¹ Department of Anaesthesia, Yong Loo Lin School of Medicine, National University of Singapore, Singapore
² Department of Anesthesiology, Osaka Medical College, Osaka, Japan

^* To whom correspondence should be addressed. E-mail: anast{at}nus.edu.sg.

Background: D-Serine is a coagonist for the glycine-binding site of the N-methyL-D-aspartate receptors and has been implicated in various neuropsychiatric functions such as learning, memory, and nociception, as well as schizophrenia and Alzheimer disease. We developed an HPLC method for D- and L-serine in cerebrospinal fluid (CSF).
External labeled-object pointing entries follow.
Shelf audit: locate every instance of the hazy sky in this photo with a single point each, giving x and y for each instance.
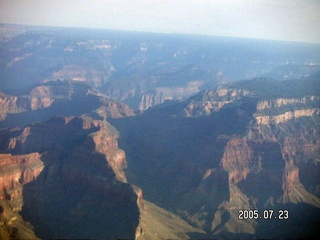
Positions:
(293, 20)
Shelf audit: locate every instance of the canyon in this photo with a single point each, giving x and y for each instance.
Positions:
(107, 134)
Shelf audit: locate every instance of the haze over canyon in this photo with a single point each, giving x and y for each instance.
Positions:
(112, 134)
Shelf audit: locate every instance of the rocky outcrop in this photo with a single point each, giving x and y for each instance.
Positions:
(236, 160)
(210, 101)
(83, 166)
(15, 172)
(280, 102)
(287, 116)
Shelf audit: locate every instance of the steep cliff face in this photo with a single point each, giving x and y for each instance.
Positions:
(222, 158)
(15, 172)
(79, 180)
(210, 101)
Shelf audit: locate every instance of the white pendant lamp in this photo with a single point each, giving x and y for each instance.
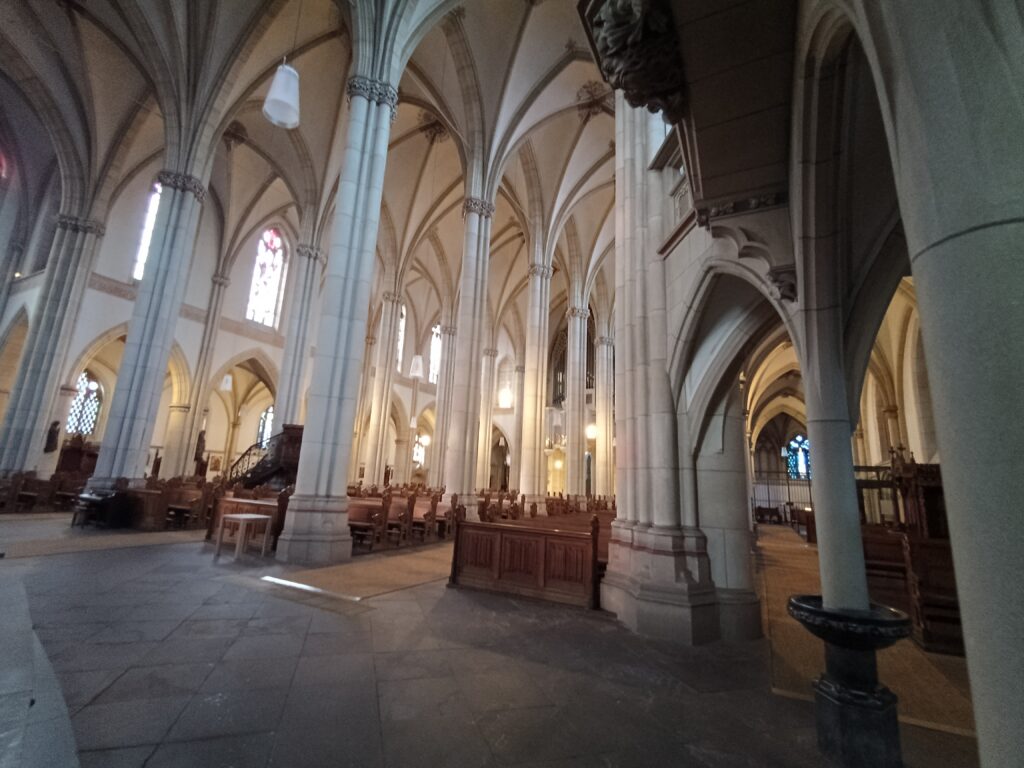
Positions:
(282, 103)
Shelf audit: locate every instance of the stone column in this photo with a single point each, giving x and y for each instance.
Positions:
(435, 475)
(380, 403)
(532, 473)
(43, 359)
(174, 441)
(178, 460)
(576, 387)
(460, 455)
(722, 500)
(837, 515)
(316, 526)
(515, 467)
(132, 413)
(486, 417)
(604, 466)
(305, 273)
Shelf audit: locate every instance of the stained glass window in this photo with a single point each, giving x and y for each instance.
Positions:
(799, 458)
(400, 346)
(84, 410)
(265, 426)
(147, 224)
(268, 280)
(435, 353)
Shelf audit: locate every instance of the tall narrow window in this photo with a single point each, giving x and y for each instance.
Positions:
(84, 410)
(435, 353)
(147, 224)
(265, 428)
(268, 280)
(400, 346)
(799, 458)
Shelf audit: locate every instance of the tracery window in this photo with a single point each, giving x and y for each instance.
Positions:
(799, 458)
(147, 224)
(268, 280)
(265, 426)
(84, 412)
(400, 345)
(435, 353)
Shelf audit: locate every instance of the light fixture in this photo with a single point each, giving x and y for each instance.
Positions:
(282, 103)
(416, 367)
(505, 397)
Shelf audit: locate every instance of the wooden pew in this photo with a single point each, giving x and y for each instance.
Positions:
(547, 563)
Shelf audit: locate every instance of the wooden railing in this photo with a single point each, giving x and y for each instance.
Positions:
(551, 564)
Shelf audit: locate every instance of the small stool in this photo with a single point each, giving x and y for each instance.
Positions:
(244, 523)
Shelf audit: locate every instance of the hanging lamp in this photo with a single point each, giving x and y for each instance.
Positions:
(282, 103)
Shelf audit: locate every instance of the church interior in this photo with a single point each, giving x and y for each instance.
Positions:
(511, 383)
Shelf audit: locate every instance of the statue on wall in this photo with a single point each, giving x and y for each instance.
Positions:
(52, 434)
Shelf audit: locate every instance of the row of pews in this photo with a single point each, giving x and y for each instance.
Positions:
(558, 557)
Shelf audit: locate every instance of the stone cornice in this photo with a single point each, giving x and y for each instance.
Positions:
(540, 270)
(477, 206)
(75, 224)
(309, 252)
(375, 90)
(182, 181)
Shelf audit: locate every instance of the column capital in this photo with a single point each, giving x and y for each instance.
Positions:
(75, 224)
(377, 91)
(182, 181)
(540, 270)
(478, 206)
(309, 252)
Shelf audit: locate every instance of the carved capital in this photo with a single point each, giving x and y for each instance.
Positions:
(783, 283)
(375, 90)
(310, 252)
(638, 52)
(182, 181)
(477, 206)
(540, 270)
(75, 224)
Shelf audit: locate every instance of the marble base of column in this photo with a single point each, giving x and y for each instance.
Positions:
(316, 531)
(856, 716)
(650, 589)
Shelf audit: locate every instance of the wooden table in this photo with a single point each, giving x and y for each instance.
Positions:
(242, 523)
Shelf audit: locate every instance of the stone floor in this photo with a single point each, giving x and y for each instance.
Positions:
(168, 658)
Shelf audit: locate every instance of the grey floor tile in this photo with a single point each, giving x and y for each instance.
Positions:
(250, 751)
(213, 715)
(126, 723)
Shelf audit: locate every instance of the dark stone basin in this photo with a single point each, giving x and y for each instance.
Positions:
(857, 630)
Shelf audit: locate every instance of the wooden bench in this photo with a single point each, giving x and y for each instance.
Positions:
(546, 563)
(934, 604)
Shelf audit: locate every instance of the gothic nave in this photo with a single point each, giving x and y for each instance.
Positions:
(669, 311)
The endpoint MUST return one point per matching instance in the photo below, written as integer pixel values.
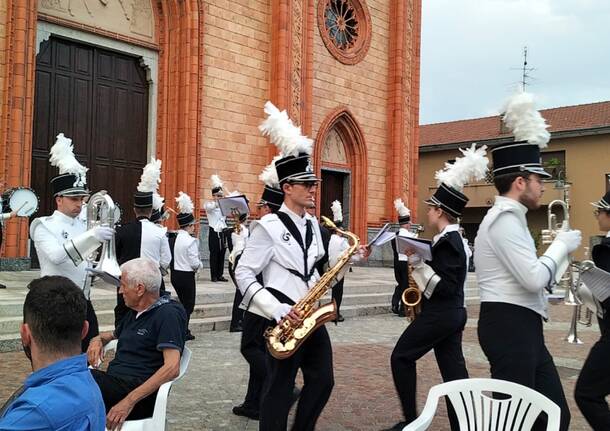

Methods: The dabsylated racemic serine peak, automatically collected using a previously reported HPLC separation process for CSF amino acids, was desalted and subjected to a chiral resolution HPLC step with a Sumichiral column using an ultraviolet-visible detector.

Results: The limits of quantification (signaL-to-noise ratio = 10) for D- and L-serine were 0.8 and 1.3 µmol/L, respectively. The mean imprecision values (CVs) for within-day measurements of D- and L-serine were 2.1% and 1.8%, respectively, and for between-day were 6.2% and 6.6%. Mean recovery of CSF serine (sum of D-serine + L-serine) applied to the Sumichiral column was 87%. The mean (SD) D-serine concentrations in 45 CSF samples obtained from 16 patients with chronic pain due to degenerative osteoarthritis of the knees, 16 with postherpetic neuralgia, and 13 with no pain were, respectively, 3.97 (0.44), 1.85 (0.21), and 2.72 (0.32) µmol/L.

Conclusion: D- and L-Serine can be quantified with ultraviolet-visible detection of dabsyl derivatives. The dabsyl derivatives are stable and allow duplicate analysis of CSF samples in multisample runs.